From: Paul Walmsley <paul@pwsan.com>
Date: 2014-11-13 22:59:41
Also in: linux-arm-kernel, linux-devicetree, linux-omap, lkml

Hi

On Thu, 13 Nov 2014, Tony Lindgren wrote:
* Tomi Valkeinen [off-list ref] [141113 03:33]:
quoted
On 12/11/14 17:02, Tony Lindgren wrote:
quoted
quoted
And, with a quick grep, I see CONTROL_DEVCONF1 touched in multiple
places in the kernel. I wonder if adding a pinmux entry for it could
cause some rather odd problems.
They can all use pinctrl-single no problem.
Can, but don't. That's my worry. If we touch the DEVCONF1 via pinmux,
and we have code in mach-omap2 that also touch DEVCONF1, without any
knowledge (and locking) between those...
Hmm yeah the McBSP clock mux could be racy as the mux register for
McBSP is treated as a clock. This register muxes the clock between
external pin and internal clock. Considering that this should be
selectable at board level as the external clock probably needs to be
used if level shifters are being used, it should be really handled by
pinctrl-single.

The other use for hsmmc.c and pdata-quirks.c for the one time mux for
MMC clock from the MMC clock pin. That can be done with pinctrl-single
from the MMC driver too for DT based booting.

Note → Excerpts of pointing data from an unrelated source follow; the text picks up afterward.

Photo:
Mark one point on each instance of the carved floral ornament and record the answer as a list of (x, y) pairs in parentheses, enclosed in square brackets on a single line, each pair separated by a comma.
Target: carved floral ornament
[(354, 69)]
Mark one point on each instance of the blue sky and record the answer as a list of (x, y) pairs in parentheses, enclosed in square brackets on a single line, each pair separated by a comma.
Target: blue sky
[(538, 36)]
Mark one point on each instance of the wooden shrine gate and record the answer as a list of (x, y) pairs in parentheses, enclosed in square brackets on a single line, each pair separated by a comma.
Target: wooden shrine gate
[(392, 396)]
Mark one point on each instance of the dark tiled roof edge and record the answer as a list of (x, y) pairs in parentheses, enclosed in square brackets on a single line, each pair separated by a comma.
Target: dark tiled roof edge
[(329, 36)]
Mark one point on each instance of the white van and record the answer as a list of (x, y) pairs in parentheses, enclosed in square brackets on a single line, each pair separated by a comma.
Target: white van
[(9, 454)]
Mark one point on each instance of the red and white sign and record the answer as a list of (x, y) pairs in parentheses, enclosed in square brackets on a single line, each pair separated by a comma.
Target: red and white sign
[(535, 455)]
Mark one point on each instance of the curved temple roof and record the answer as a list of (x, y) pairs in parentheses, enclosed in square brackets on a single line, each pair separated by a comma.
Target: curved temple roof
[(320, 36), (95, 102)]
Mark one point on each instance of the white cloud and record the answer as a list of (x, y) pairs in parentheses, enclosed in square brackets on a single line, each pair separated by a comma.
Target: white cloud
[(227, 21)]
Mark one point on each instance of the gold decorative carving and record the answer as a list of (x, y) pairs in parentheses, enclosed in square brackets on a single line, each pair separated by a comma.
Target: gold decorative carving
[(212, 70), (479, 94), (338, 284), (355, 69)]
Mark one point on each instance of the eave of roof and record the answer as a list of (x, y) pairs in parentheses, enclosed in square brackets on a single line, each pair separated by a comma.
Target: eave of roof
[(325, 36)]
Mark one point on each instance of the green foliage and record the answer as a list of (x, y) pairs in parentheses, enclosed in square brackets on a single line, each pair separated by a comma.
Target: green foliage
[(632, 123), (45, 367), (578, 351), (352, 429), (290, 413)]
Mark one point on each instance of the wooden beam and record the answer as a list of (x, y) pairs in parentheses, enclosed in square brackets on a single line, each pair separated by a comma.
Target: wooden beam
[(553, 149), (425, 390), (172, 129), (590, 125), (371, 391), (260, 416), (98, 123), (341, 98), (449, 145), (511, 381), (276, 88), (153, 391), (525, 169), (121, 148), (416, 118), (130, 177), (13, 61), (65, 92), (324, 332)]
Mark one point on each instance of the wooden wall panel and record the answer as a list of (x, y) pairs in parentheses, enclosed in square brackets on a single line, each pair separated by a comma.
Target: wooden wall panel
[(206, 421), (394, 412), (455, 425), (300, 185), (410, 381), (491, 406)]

Then we just have the save and restore of the registers for
off-idle.
 
quoted
So _maybe_ that's not an issue, as the pinmux config we have here is
fixed, and done once at boot time, and maybe the code in mach-omap2 that
touch DEVCONF1 is also ran just once and not at the same time as the
pinmux. But I don't know if that's so.
It seems we could just do a read-only check for McBSP in the clock
code for the mux register, or even completely drop that code from
cclock3xxx_data.c and start using the pinctrl for that mux.

Paul & Tero, got any comments here?
It's best to move all of the SCM register reads/writes to an SCM IP block 
driver.  This driver would be the only entity that would touch the SCM IP 
block registers - no other code on the system would touch it (perhaps 
aside from anything needed for early init).  The SCM driver would enforce 
mutual exclusion via a spinlock, so concurrent SCM register modifications 
wouldn't flake out.  Then the SCM driver would register clocks with the 
CCF, register pins with the pinctrl subsystem, etc. etc.